There is often conversation about what makes a great VC. The typical buzz words surrounding value-add, network, recruiting and so forth usually pop up. The same goes for entrepreneurs and their companies with their own set of buzz words. Yet, the reality is a bit different and I'm going to define it quite digitally. Who do I think the best entrepreneurs are? The ones whose companies deliver the greatest returns on my investment. I don't really need to like them, nor be friends with them and so on. I just want to make sure that I get loads more money back than I've invested. The same goes for VC's. My LP's (the investors in our fund) don't really care much about me personally. Nor do they really care whether entrepreneurs like me or not. They simply do a calculation every time I come to raise additional money. If I'm not delivering a significant multiple on their invested capital, I'm out of luck.
Let me clarify one point. There are obviously characteristics for both VC's and companies which lead to one or the other being the best at what they do and they matter. If you're a total dick, eventually entrepreneurs are going to stop coming to you. Same goes for the entrepreneur. He or she won't be able to hire employees, no one will work with him and so forth. There are so many interlocked characteristics which lead to success and I am the biggest proponent of these characteristics. That is not the purpose of this post though.

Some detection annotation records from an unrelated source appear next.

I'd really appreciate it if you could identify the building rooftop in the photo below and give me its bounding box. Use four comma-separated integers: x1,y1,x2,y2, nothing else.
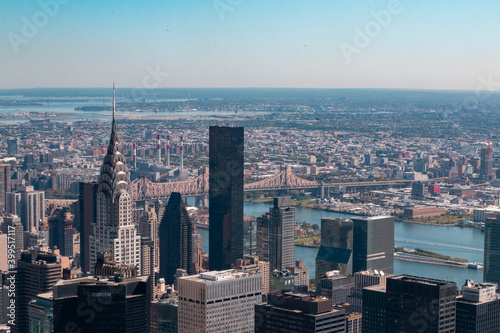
180,269,258,283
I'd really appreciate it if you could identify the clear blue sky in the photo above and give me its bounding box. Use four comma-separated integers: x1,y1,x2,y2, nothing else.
0,0,500,90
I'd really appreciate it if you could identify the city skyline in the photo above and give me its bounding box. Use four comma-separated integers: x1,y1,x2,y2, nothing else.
0,0,500,92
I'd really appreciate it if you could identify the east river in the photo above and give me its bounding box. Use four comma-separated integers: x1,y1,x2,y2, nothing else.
199,198,484,286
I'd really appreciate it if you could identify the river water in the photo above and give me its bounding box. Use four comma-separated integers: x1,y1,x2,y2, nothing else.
199,202,484,286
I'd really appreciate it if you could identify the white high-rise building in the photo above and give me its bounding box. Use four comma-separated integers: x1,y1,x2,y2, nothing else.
178,269,262,333
89,86,141,272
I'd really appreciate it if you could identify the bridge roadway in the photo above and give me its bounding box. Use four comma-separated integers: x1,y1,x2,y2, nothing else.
46,174,442,202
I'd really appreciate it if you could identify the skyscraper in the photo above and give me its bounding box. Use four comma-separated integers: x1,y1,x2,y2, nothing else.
255,291,346,333
386,275,457,333
51,275,150,333
316,217,354,291
456,280,500,333
178,270,262,333
78,182,98,272
269,196,295,271
362,284,388,333
89,87,141,271
6,186,45,232
7,139,19,156
480,146,494,181
208,126,245,270
483,211,500,284
352,216,394,274
49,207,76,257
11,250,62,333
257,212,271,261
0,215,24,263
0,164,10,212
159,192,197,284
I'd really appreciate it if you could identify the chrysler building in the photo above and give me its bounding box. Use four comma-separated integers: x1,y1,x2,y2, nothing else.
90,85,141,272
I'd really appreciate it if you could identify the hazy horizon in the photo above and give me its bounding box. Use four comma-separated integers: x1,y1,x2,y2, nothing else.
0,0,500,92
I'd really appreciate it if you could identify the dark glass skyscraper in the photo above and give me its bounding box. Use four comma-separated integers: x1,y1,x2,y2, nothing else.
352,216,394,274
208,126,245,270
316,217,353,288
480,146,494,181
11,250,62,333
159,192,197,284
78,182,97,272
483,211,500,284
384,275,457,333
269,196,295,272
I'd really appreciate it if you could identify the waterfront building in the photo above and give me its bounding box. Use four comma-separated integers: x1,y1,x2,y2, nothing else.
386,275,457,333
89,87,141,271
0,163,11,212
316,217,354,293
352,216,394,274
362,284,386,333
178,270,262,333
7,138,19,156
159,192,194,284
255,291,346,333
411,182,425,198
256,212,271,261
480,146,495,181
208,126,245,270
269,269,295,292
483,211,500,284
269,196,295,271
0,215,24,265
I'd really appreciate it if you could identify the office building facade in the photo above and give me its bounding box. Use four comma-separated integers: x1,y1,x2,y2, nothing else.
483,211,500,284
316,218,354,292
386,275,458,333
178,270,262,333
480,146,495,181
0,215,24,266
255,291,346,333
352,216,394,274
0,163,11,212
269,196,295,271
6,186,45,232
78,182,98,272
11,250,62,333
208,126,245,270
362,284,386,333
159,192,194,284
52,274,150,333
456,280,500,333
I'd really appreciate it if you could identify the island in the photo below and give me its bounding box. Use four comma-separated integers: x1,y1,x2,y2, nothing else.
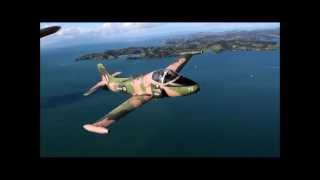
76,29,280,61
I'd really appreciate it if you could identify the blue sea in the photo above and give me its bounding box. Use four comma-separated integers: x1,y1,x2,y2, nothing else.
40,43,280,157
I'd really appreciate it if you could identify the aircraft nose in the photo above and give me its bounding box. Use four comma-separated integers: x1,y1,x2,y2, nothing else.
189,84,200,94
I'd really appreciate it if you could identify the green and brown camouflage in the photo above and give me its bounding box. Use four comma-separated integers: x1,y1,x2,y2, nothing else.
83,51,203,134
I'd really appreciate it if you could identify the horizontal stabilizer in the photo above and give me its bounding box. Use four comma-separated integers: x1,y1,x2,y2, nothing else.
83,124,109,134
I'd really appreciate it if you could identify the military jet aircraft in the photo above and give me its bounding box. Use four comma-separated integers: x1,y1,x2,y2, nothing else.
40,26,61,38
83,51,203,134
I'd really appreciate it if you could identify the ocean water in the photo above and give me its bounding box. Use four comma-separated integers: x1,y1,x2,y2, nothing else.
40,44,280,157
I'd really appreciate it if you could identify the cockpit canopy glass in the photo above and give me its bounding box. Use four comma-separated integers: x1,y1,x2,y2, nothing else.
152,69,179,83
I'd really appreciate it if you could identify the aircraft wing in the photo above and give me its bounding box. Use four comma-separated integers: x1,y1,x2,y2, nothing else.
83,95,152,134
166,51,203,73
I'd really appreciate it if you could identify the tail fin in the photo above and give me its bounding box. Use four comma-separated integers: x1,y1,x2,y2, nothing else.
83,63,111,96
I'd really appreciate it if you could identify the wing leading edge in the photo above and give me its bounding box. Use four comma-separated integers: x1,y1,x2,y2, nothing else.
83,95,152,134
166,51,203,73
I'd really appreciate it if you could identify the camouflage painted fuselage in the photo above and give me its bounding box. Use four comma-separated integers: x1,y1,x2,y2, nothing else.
83,51,202,134
107,71,199,98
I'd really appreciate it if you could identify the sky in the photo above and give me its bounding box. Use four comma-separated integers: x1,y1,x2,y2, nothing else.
40,22,280,48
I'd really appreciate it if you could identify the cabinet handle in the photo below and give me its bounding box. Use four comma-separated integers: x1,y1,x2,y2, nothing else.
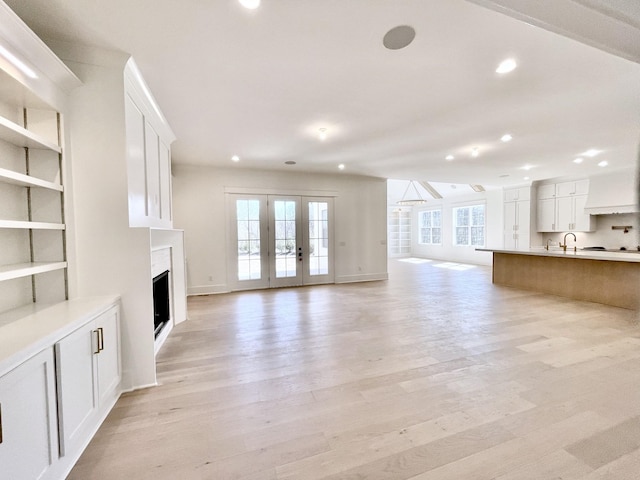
93,329,100,355
98,327,104,352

Ultimately, what makes a great VC or a great company is a matter of perception and varies based on whom you ask. I laugh a bit when reading lists written by one or the other. Sure, you may be a great VC in the eyes of an entrepreneur but if you aren't delivering the necessary returns for you LP's, you just aren't good. Same goes for some companies. They are a joy to work with and you end up making friends, etc. Yet, if the company isn't delivering a VC-like return for you, it's just not good.